Tiger Lily Tips – The Danger of Tiger Lilies

Did you know that it’s dangerous to plant Day Lilies in with Tiger Lilies – or more succinctly – to allow those wild Tiger Lilies to seed themselves among your tame and cultivated Day Lilies?
It’s not that they have an evil influence, or that they will breed with their higher-class cousins. No, it’s a simple but deadly disease called Botrytis Blight or Botrytis elliptica. While the disease attacks both wild and cultivated lilies, it rarely kills Tiger Lilies, whereas the results are much deadlier for cultivated Day Lilies.
For that reason, it is advised to grow Tiger Lilies in beds of their own, as far from Day Lilies as possible. Botrytis Blight is prolific in damp conditions, which explains why you see large swaths of Tiger Lilies growing on hillsides, where the soil dries quickly after rains.
If you see yellowing and brown-spotted leaves on any of your lilies, remove those leaves.
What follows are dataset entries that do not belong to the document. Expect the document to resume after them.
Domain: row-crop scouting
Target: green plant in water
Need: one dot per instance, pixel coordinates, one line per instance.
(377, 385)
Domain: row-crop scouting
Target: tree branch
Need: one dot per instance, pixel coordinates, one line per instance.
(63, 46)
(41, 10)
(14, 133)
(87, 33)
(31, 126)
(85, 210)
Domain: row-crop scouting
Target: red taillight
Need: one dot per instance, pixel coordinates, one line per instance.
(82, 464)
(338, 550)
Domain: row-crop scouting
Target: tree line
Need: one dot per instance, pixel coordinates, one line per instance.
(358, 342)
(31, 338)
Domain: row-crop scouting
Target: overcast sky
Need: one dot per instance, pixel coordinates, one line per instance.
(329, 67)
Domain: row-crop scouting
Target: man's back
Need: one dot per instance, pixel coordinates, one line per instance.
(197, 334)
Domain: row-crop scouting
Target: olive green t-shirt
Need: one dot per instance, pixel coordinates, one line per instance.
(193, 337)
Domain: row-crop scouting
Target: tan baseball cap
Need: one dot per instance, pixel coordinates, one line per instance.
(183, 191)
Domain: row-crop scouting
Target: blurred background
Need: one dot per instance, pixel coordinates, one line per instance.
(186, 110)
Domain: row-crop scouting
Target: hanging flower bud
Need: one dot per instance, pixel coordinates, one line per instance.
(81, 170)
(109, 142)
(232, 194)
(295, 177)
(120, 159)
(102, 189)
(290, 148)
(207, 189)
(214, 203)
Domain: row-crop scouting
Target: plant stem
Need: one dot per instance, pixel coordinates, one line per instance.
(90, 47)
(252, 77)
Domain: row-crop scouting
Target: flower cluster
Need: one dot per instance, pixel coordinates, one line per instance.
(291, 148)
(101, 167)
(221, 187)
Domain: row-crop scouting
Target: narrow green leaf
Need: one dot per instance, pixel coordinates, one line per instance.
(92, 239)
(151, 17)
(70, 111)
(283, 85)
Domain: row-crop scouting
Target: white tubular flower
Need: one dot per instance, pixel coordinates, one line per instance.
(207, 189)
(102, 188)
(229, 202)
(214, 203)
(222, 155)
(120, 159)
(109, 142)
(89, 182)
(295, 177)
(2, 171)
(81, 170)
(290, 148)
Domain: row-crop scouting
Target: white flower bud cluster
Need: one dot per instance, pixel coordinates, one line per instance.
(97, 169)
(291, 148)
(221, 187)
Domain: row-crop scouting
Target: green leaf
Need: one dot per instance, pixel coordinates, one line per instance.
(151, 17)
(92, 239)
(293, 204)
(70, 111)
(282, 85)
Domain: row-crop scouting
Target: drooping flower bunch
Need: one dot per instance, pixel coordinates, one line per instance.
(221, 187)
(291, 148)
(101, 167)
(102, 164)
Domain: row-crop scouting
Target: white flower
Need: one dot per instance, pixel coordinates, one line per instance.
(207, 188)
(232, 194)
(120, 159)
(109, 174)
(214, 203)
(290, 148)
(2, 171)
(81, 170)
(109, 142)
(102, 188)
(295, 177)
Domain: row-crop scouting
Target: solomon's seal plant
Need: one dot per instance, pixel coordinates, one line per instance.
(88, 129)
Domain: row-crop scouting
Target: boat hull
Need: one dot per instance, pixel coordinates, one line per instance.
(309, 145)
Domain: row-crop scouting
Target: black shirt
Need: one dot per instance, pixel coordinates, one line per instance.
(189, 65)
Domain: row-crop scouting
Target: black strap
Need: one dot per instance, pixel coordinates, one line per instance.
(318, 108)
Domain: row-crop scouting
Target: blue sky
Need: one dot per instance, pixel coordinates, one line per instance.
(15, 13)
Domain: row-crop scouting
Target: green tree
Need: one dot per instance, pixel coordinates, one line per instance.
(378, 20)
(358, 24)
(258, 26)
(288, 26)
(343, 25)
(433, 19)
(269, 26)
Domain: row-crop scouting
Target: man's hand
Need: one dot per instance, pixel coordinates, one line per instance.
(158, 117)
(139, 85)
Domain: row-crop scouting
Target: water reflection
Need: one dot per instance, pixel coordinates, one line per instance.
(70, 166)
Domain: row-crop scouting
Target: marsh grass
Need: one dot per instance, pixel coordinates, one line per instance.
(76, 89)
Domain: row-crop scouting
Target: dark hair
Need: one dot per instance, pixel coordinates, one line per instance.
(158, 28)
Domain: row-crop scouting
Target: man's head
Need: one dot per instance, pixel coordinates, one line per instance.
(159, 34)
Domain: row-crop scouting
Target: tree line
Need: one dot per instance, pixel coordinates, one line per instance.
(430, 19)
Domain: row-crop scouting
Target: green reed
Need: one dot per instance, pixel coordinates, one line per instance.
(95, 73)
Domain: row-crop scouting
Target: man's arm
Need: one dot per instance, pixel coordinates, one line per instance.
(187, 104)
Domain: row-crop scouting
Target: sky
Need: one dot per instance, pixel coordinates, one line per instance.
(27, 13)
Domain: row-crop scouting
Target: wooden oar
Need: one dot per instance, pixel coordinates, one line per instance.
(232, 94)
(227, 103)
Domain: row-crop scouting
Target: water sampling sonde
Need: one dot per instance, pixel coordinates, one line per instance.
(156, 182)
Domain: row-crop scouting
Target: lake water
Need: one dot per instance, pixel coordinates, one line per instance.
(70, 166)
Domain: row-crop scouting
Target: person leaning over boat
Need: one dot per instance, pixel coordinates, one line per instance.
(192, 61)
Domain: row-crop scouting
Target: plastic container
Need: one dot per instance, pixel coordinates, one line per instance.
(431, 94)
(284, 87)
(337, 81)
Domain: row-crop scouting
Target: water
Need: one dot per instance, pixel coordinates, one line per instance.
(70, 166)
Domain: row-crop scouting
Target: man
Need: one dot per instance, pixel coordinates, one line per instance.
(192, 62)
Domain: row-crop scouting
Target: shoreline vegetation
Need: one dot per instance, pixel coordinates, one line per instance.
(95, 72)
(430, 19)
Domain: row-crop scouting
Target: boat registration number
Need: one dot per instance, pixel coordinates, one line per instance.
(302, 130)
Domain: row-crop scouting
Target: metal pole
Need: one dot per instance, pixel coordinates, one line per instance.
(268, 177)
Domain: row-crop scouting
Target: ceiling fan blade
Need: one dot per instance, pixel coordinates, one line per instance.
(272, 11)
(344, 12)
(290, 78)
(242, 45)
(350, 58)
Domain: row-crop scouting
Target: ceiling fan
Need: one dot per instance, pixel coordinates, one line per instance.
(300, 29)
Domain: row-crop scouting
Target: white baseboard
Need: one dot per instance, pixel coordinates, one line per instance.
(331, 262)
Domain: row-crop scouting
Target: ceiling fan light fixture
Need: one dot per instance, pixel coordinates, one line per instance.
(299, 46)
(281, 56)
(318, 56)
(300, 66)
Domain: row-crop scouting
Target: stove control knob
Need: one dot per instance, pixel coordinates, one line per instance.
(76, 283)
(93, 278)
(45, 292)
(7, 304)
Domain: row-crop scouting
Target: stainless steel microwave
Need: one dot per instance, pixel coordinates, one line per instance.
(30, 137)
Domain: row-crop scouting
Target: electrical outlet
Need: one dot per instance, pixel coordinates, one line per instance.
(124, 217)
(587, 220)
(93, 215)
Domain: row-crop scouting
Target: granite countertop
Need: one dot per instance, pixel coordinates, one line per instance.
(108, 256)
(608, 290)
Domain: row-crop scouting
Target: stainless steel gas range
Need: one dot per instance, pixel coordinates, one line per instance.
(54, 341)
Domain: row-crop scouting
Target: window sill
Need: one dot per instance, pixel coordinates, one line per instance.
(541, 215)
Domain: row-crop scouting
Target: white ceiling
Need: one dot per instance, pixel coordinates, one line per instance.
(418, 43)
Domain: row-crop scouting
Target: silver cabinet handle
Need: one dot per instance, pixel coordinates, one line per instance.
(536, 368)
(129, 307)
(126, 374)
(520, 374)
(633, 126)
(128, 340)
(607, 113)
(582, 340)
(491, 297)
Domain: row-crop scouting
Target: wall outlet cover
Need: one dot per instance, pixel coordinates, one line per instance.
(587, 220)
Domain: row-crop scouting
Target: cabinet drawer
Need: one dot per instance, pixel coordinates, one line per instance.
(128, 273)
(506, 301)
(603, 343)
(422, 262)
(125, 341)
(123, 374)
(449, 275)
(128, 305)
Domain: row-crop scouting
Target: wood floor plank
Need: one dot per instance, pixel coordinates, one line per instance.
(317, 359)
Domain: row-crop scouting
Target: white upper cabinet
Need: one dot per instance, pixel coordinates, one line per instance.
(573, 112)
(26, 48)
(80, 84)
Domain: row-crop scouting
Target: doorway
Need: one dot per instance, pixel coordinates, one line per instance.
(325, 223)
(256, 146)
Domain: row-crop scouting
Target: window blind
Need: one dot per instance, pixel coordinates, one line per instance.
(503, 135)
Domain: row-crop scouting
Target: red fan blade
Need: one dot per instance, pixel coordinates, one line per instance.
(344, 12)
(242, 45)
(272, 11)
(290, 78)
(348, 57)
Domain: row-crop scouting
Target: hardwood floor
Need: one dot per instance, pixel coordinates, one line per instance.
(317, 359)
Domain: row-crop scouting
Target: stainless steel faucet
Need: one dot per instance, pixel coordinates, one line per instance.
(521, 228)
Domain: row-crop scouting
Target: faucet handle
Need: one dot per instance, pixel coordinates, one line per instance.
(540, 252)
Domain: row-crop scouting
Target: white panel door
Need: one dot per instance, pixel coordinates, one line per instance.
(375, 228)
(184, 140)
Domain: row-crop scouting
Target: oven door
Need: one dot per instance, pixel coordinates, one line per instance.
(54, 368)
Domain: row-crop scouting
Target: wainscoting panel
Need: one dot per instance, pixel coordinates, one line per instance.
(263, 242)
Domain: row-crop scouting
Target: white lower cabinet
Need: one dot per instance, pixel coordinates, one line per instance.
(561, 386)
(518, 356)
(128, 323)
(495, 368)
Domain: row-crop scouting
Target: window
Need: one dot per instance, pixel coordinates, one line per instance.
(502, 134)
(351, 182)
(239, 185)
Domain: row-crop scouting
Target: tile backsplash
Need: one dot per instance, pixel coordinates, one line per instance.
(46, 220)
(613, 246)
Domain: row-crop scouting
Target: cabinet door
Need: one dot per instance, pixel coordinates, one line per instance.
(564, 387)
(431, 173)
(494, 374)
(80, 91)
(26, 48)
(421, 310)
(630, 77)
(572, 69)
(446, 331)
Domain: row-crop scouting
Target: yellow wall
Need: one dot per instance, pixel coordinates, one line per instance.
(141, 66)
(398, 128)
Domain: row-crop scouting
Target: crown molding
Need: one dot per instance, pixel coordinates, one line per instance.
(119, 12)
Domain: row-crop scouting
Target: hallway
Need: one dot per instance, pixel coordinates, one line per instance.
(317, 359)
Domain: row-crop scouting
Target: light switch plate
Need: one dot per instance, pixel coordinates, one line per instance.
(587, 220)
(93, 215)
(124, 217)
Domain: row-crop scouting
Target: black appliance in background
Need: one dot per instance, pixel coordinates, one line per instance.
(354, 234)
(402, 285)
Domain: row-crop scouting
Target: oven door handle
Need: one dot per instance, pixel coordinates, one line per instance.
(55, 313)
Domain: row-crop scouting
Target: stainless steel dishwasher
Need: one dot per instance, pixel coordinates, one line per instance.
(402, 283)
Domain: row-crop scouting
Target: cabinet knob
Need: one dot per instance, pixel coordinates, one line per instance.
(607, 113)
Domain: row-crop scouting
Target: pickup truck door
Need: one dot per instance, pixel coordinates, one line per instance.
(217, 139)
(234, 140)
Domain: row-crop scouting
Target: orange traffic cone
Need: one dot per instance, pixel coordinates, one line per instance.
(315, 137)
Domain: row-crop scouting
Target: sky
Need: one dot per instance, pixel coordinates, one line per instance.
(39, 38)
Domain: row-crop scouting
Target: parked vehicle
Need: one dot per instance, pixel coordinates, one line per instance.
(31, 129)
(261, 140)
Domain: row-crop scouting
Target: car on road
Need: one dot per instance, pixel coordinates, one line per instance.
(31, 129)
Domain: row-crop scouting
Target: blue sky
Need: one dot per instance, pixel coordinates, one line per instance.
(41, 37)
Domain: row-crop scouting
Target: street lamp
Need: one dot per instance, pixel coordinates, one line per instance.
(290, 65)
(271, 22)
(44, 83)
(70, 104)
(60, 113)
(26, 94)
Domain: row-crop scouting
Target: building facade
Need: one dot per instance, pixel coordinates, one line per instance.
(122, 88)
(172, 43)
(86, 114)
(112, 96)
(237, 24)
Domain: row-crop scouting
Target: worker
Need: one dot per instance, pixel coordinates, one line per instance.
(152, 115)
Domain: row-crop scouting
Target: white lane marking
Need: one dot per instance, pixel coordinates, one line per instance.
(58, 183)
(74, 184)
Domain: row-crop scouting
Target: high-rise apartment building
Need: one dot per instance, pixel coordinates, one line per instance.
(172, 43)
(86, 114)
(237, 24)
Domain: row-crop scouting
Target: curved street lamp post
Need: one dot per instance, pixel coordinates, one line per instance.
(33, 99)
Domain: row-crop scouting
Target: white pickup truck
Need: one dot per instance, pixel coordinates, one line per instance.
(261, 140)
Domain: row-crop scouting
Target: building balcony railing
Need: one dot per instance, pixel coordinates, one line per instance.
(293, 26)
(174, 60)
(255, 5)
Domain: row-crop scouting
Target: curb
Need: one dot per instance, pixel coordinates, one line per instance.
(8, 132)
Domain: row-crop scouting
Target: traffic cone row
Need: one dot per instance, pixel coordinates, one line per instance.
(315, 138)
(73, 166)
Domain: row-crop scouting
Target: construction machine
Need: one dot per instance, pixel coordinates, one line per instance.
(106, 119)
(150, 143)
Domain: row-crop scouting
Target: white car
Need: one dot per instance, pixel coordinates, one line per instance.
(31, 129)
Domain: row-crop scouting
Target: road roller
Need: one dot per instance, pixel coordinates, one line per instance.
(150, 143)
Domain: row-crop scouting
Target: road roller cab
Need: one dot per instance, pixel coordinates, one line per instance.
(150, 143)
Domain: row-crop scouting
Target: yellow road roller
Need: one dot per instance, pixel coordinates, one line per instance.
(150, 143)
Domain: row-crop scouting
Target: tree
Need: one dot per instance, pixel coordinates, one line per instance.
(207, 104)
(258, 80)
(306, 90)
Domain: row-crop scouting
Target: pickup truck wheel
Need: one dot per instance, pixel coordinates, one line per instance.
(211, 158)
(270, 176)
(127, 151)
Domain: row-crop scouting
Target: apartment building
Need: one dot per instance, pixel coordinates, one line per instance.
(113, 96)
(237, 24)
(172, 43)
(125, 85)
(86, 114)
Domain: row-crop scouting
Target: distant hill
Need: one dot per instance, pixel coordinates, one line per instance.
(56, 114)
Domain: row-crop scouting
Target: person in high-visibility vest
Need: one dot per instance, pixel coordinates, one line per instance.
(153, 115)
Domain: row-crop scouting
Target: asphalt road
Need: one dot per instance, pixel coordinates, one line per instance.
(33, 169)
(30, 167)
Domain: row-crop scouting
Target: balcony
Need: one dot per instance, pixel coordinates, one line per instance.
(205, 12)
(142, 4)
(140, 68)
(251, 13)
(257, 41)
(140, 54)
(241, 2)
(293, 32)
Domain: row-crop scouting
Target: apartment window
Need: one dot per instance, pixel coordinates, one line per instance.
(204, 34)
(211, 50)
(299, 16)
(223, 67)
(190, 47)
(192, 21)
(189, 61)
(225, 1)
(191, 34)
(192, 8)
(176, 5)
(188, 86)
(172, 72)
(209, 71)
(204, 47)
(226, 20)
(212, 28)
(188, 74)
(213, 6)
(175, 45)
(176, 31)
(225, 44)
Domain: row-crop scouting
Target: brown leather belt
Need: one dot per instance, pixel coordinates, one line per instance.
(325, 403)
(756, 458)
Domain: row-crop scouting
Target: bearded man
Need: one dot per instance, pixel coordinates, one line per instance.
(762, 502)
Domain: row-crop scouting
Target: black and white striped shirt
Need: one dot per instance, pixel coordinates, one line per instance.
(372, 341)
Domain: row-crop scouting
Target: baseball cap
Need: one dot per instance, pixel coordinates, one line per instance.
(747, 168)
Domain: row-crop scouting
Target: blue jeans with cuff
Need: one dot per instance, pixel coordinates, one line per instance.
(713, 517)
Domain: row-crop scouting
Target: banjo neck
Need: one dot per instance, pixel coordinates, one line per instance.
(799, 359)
If they continue or return, dig up the plant to determine if the root bulb is rotted. If it is, dig up not just every part of the plant, but the soil surrounding it. The disease lives in the leaves, contaminates the ground, and releases air-born spores the following spring. The sooner any diseased leaves are destroyed, the better your success with preventing loss.
Are Tiger Lilies worth it? Oh, yes. That’s my hillside you see, in front of my house. It’s a very steep hillside, much too dangerous to mow. My solution is to let it overgrow with groundcover and interplanted with Tiger Lilies, which are prolific propagators. Not only is my hillside no longer eroding, but it looks great all year long. The only downside is that it’s a bit too steep to easily remove the spent lilies, or the dried flower stalks. But, what a spectacular show in the middle of July, when few other flowers are blooming!

Symbiosis ~

Ants on Peonies: Did you know that Peony flowers can’t open without ants to eat the sugar off the buds? It’s called symbiosis. In the same way, we can’t live without each other, although in the case of people, it’s not our extra sweetness that needs to be removed. Peonies exist to remind us of what sweetness looks like. I want to be a big, flamboyant flower blossom, too. Don’t you?